# Movies of our lights???



## japudjuha (Apr 13, 2013)

Just asking the question.
Is there, or should there be a video section to the Spotlight&HID + Collecting topics?

Forgive my tired eyes if there is already a section.
But, it would give a real sense of occasion to some of the big light cannons around.

Heck, even a link sub-section so videos are uploaded off-site.

I know when I log on for some research video's would help illustrate what people are talking about.

Any thoughts?


----------



## get-lit (Apr 13, 2013)

*http://www.candlepowerforums.com/vb/showthread.php?306513-Flashlights-in-TV-shows-and-movies-%28Part-4%29
*


----------



## japudjuha (Apr 13, 2013)

Thanks for the link.
But I meant having an area for actual video of things like the flashaholic get-together's, and for home video's of alot of the
custom insane light builds. like the LarryK's, Maxablaster's, 'the BIG lights' etc etc.


----------



## mesa232323 (Apr 13, 2013)

Just search on YouTube and type in the name of this forum. You'll find a few videos of CPF get together and mostly reviews.

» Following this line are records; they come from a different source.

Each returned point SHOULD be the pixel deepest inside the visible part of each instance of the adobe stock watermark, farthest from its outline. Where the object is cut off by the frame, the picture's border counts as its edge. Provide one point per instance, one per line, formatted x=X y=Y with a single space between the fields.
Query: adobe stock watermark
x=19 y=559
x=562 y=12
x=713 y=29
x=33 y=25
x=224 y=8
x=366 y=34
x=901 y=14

I also have videos of a slightly powerful incandescent mag breaking glass and burning aluminum in my signature at the bottom.


----------



## japudjuha (Apr 13, 2013)

Awesome Mesa232323, thanks. 
that is exactly what I was looking for.

It would still ad an extra dimension to flashlight reviews/demonstrations to ad a link of it in operation.


----------



## mesa232323 (Apr 14, 2013)

japudjuha said:


> It would still ad an extra dimension to flashlight reviews/demonstrations to ad a link of it in operation.


Which lights are you talking about?


----------



## japudjuha (Apr 14, 2013)

For a lot of the lights listed in "The Big Lights" list (do a search on here for The Big Lights).

There is one series I remember of a regular Thor halogen, a modded HID thor (i think), and a larryK.

It was like: bright, wow bright, and nuclear death ray bright.
I remember thinking to see those lights cycled, one then the other, and so on with a bit of a shine around would have
given even more impact of how insanely cool these are.


----------